A muted colour palette, impasto brush strokes, diffuse sections of colour, blurred contours and impactful light settings help to show just how important the structure of the surface is to Axel Geis, who for decades has sought to create modern representations of classic painting. His commitment to working with the texture and volume of the paint creates distinctive visual effects that branch out as distinctive impressions of physical and sensual movements, repeatedly reminiscent of some of the pioneers of art history, such as Diego Velázquez, Francisco Goya, Édouard Manet, Édouard Vuillard and Francis Bacon.
A focal point for Geis is the human figure. A large gallery of people features in his work to date, including soldiers dressed in uniform, men in elegant clothes, beautiful women in feminine robes and individuals, young and old, wearing clown-like costumes. A typical Geis characteristic is the staging of such characters, which is well-founded and highly controlled; his characters are often seen locked in a movement or caught in a moment which may, at first glance seem insignificant, but which, on closer inspection, may become essential. Another way Geis takes command of his characters is to drain them of life, emphasising their introversion when, for example, they are depicted with their back to the beholder, with their gaze averted or with their eyes closed. And the often sketchy, indefinable or empty background helps underline the character’s isolation, which soon seems curious and enigmatic.
Geis’ characters seldom face the beholder, providing an interesting area of tension between work and beholder. As the beholder, you are often left to your own devices, as there is nothing to help explain who the characters are, and Geis repeatedly omits to tell the story that would allow you to relate in some way to the characters. So you might feel that you are looking at characters outside time and place – who are in a peculiar world, shut off from all external disturbances.
Geis’ technical prowess and aesthetic sensibility seem to be reinforced in his new series of works.
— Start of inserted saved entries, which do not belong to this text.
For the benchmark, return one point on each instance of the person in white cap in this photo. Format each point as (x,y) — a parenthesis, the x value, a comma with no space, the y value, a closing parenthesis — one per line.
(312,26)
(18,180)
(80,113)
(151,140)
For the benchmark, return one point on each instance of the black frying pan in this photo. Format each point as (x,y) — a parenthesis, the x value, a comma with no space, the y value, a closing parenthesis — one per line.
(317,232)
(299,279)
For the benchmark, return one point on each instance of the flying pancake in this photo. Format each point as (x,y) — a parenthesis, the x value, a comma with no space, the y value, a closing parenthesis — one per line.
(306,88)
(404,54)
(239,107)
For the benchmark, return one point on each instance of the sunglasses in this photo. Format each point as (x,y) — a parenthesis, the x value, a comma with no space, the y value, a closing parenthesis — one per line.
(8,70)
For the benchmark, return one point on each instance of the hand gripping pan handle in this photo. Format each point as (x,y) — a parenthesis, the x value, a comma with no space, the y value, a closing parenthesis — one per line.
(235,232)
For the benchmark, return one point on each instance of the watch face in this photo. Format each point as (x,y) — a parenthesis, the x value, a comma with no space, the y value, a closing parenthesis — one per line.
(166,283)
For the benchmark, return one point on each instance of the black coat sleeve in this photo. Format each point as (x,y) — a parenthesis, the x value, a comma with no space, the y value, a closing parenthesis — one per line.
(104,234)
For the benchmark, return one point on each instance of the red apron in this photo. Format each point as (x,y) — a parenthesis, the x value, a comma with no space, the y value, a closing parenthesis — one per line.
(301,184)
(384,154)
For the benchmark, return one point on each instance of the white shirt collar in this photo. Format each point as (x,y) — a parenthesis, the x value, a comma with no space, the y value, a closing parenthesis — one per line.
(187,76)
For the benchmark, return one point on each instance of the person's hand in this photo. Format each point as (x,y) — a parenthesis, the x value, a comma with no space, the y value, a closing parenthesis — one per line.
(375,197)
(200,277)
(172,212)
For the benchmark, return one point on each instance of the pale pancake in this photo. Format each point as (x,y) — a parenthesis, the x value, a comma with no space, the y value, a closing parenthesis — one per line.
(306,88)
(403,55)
Here, as so often before, Geis has drawn his inspiration from classic film history, the expressive possibilities of photography and the potential offered by reproduction. The point of departure of the series is Hans W. Geissendörfer’s film Der Zauberberg (1982), which is based on Thomas Mann’s novel of the same name (1924). Geis’ works are based on randomly selected scenes from the film. The highly subjective processing of these “moving images” is a continuation of Geis’ interest in exploring existential themes in a pictorial space where, together, technique, composition and motif form clear associations to the fundamentals of human self-understanding and understanding of the world.
In an art historical context, this leads me to think of the Danish artist Vilhelm Hammershøi (1864–1916), who, around the turn of the last century, painted compositions of modern man’s experience of being divided, uncertain and alienated in a changing world.
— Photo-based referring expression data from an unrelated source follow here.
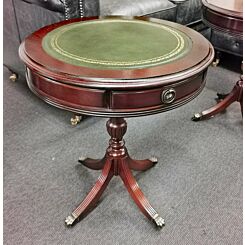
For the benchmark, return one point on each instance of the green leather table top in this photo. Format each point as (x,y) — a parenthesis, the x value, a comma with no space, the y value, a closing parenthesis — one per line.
(116,44)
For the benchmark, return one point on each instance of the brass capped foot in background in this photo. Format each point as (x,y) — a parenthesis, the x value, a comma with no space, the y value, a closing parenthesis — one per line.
(13,77)
(76,119)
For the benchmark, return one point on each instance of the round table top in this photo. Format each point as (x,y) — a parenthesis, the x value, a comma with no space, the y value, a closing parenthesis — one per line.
(231,7)
(107,51)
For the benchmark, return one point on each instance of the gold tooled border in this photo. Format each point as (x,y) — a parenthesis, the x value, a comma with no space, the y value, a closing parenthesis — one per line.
(179,47)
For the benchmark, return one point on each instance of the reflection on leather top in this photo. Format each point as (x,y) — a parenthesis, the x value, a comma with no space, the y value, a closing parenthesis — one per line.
(116,44)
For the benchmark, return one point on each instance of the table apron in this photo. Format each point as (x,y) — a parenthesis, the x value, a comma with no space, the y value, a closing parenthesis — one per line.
(113,103)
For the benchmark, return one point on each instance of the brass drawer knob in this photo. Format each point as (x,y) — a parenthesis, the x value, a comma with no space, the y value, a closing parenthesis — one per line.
(168,96)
A gentleman is standing in the foreground. He is wearing a black suit. His right hand is lifted. In his left hand, a glass, which he is holding up to his mouth. Behind him is a table with a white tablecloth, where several people appear to have sat down. In the background, a glimpse of a crowd with illuminated faces and tuxedo-clad bodies. The atmosphere of the room seems strikingly graduated in the diffusion of indeterminate colours. The meticulous staging and the precise arrangement merge, supporting a common relation, i.e. the story of a young man whose educational journey is going to open up the mental and physical layers of a vulnerable existence in a time marked by upheaval. And his distant or indistinct expression expresses an emptiness and melancholy that seem so undeniable and strong.
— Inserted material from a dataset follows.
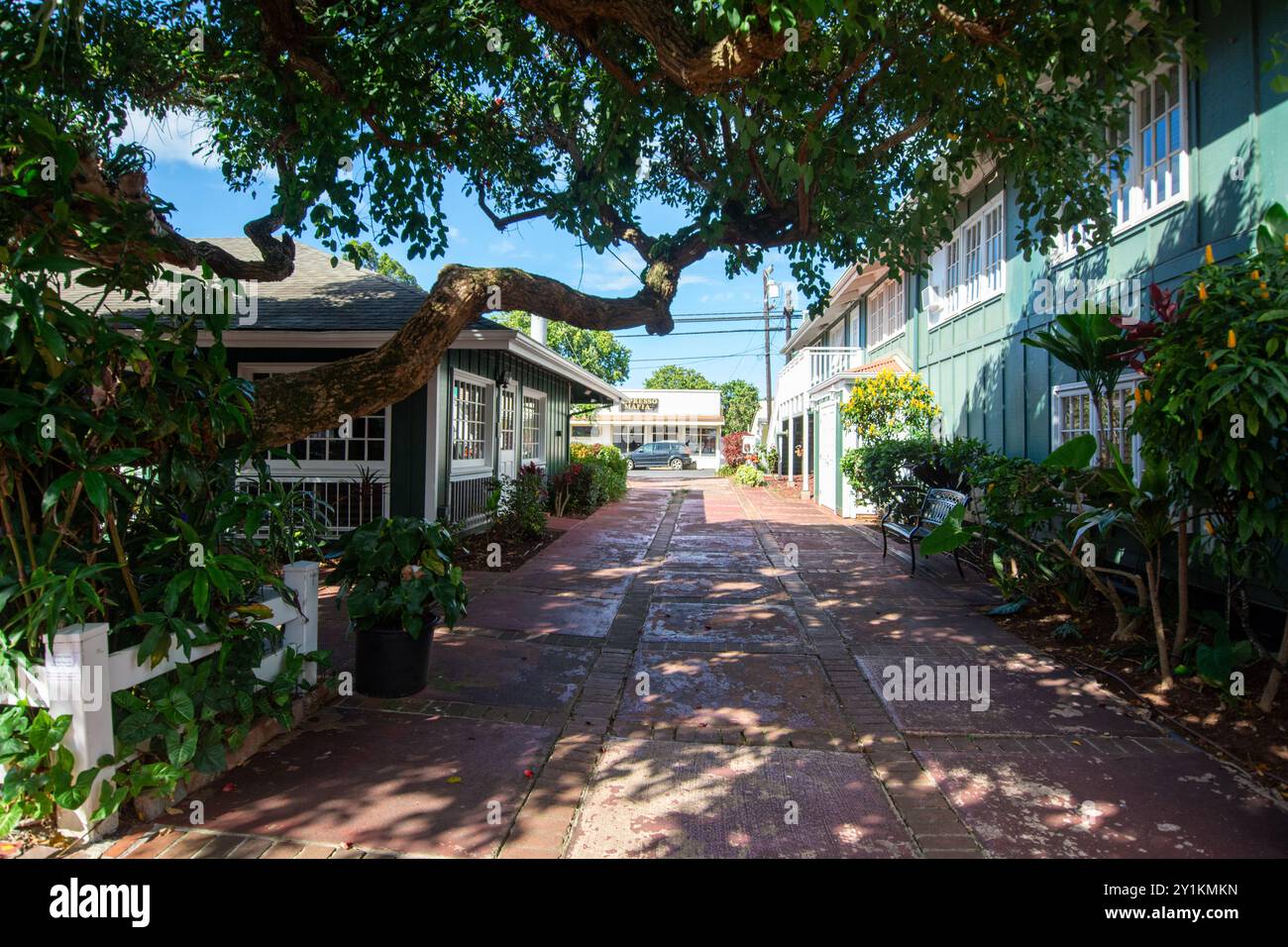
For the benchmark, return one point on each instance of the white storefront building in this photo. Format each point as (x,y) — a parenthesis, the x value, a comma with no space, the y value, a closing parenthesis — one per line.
(656,414)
Hammershøi was interested in the possibilities offered by photography as a means of entry to a painting. He had a particular eye for the structuring of space, which can be compared to cinematic spaces, those of Carl Th. Dreyers, for example (Annette Rosenvoldt Hvidt 2012). And in his in-depth work looking at the possibility of imbuing the painting with a sensual space, which could be explored in a number of ways, his characters are seen as bearing elements, who – like Geis’ characters – never seem superfluous.
In another work, Geis has portrayed several characters together: A couple is seen on either side of a table in the foreground, a conductor is standing with his back to us in the middle ground, and a polyphonic choir is placed in the background. The composition is well balanced in terms of its rhythm, texture and colouring. However, the relationship between the characters is complicated. What catches the eye are the two people at the table and their ambiguous body language. Whether they are together is difficult to see. They do not appear to have contact with each other. The man seems contemplative and withdrawn. The woman seems upset by something that the beholder cannot see – or hear. There seems to be something else going on here; the individual characters are more than just extras in the grand narrative: By means of their individualisation and physical appearance in the room, they draw the beholder’s attention, paving the way for other stories unrelated to Mann’s story. And, strangely, although Geis does not mediate direct contact – as the beholder is unable to become on intimate terms with the characters because they seem isolated and thus inaccessible – a certain intimacy can be felt by virtue of the somewhat fabulous atmosphere of the work.
Characteristic of all the works is the fact that they contain more than the naked eye can see. As the beholder, you are invited to use your senses in the perception process, which extends further and deeper – and which, once and for all, demonstrates that Geis’ art goes places where what you can see seems to fall short.